# Tony Fisher's Petaminx Ball (AKA Petaball)



## Tony Fisher (Mar 16, 2014)

Having made my 11x11x11 V-Ball I decided to use the same technique on a Petaminx. I first shaped the ball with a Dremel and then filled in the gaps with Milliput. For some pieces though this was clearly a mistake since the filled areas had more than one open side meaning I had to careful sculpt the milliput to fit. When I started on a 2nd Petaminx Ball I knew where the problem areas would be so filled them in advance. Anyone making these kind of puzzles should carefully consider when to fill and when to shape. 
My puzzle took 80 hours to complete despite going for the easy sticker option of getting them professionally made by [edit] Oliver's Stickers. Having said that I still had to cut the corner stickers into three and super glue them on. As stated in the video this is actually a larger project than a 13x13x13 ball would be. Hopefully one day I can do the same with an Examinx!

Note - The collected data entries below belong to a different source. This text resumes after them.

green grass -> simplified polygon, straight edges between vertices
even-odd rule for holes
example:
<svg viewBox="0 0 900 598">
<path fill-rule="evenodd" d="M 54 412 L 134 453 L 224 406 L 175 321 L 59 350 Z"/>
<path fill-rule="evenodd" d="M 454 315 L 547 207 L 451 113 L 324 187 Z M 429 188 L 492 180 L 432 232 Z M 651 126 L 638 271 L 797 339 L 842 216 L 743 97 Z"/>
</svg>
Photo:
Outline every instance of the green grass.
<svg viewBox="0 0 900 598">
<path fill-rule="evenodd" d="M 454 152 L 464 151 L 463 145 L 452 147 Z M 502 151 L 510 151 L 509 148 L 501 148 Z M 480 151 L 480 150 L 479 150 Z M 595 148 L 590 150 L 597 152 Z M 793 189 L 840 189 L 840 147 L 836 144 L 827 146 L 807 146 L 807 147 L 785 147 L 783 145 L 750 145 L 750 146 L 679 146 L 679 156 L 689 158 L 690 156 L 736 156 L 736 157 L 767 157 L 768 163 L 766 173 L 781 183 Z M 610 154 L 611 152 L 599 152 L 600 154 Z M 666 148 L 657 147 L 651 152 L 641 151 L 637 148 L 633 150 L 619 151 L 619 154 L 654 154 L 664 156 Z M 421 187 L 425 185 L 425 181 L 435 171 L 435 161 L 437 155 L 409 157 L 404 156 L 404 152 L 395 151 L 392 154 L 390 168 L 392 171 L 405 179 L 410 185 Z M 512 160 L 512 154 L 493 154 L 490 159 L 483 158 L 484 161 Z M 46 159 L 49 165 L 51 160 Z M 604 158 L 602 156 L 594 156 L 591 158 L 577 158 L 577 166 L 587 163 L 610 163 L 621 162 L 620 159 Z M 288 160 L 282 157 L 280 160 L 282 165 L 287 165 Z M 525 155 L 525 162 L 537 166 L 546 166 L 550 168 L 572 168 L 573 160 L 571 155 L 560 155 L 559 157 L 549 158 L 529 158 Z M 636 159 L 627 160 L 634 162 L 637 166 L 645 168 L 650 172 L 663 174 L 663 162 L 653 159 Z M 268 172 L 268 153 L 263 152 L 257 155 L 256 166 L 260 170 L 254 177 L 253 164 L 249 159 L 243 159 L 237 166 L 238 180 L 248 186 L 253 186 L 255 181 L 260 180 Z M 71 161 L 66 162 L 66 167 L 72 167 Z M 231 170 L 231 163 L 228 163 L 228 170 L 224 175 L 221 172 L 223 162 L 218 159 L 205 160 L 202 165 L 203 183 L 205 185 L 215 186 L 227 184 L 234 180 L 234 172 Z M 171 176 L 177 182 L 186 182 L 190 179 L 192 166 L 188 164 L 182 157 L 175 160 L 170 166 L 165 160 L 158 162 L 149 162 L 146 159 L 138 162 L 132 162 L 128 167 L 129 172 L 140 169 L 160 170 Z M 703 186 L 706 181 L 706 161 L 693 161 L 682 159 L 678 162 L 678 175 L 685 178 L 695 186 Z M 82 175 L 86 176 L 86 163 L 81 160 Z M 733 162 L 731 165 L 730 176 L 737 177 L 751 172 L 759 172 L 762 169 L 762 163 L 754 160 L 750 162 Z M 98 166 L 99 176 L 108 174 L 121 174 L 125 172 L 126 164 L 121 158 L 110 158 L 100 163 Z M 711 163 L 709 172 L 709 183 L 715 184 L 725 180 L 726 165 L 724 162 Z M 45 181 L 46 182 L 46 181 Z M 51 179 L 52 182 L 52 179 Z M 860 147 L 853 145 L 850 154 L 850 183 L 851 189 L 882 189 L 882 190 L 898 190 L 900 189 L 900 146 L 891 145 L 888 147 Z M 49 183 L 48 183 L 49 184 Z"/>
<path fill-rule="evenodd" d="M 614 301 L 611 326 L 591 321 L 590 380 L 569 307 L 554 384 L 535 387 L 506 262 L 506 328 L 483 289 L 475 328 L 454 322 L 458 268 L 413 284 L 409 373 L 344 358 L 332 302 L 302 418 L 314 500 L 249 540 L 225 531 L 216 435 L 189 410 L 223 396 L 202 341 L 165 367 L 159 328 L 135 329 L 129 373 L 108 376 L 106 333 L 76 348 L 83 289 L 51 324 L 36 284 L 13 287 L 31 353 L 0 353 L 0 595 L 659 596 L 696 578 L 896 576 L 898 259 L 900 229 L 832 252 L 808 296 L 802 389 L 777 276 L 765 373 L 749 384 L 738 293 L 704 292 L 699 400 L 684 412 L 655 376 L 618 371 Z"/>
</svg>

[youtubehd]xig58sodNuM[/youtubehd]


----------



## Eki9000 (Mar 16, 2014)

This looks absolutely awesome!


----------



## wrathofgods54 (Mar 16, 2014)

Looks amazing as with all your other puzzles. Also I am sure you mean Oliver's stickers and not Oskar's stickers. lol


----------



## cuber952 (Mar 17, 2014)

This is really awesome!
I definitely wouldn't have the balls to make this.... XD


----------



## kcl (Mar 17, 2014)

Wut

I'm not much of a modder but this is amazing..


----------



## Spaxxy (Mar 23, 2014)

Tony Fisher, you have amazed me again.


----------



## Tony Fisher (Mar 24, 2014)

Here is the construction video. 

[youtubehd]WRRD9P5jpX0[/youtubehd]


----------